“Evolution of integrated safe and accurate landing capabilities” (SPLICE) is the name of a project released by NASA in a statement last Thursday (17), which aims to improve landing safety and prevent accidents.
In order to make a future landing on the Moon and then Mars less risky, NASA built a completely new system, mixing a set of laser sensors, a camera, a high-speed computer and some sophisticated algorithms. And, most importantly, without the need for a human pilot.
According to the project manager, Ron Sostaric: “What we are building is a complete descent and landing system that will work on future Artemis missions to the Moon and can be adapted for Mars. Our job is to put the individual components together and make sure it works as a functional system. ”
How does SPLICE work?
SPLICE aims to ensure that future spacecraft can land in a wide variety of locations, avoiding boulders and craters. The system is able to identify safe target areas that are only half the size of a football field (110m x 49m). To get an idea of the accuracy of these measurements, the Apollo 11 landing area in 1968 was 11×5 … kilometers!

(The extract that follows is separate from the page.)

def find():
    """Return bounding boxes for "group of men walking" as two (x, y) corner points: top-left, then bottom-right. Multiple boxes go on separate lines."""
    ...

The operation of SPLICE begins with a scan of the surface below the ship with lasers. After capturing the state of the ground, the system makes a comparison with a database of known landmarks, to find out exactly where the ship is.
Processing and identification of the exact location is complete when the spacecraft is about four kilometers above the target surface, providing safe guidance for landing. NASA hopes that SPLICE can already be used by the first woman to land on the Moon in 2024, as part of the Artemis program.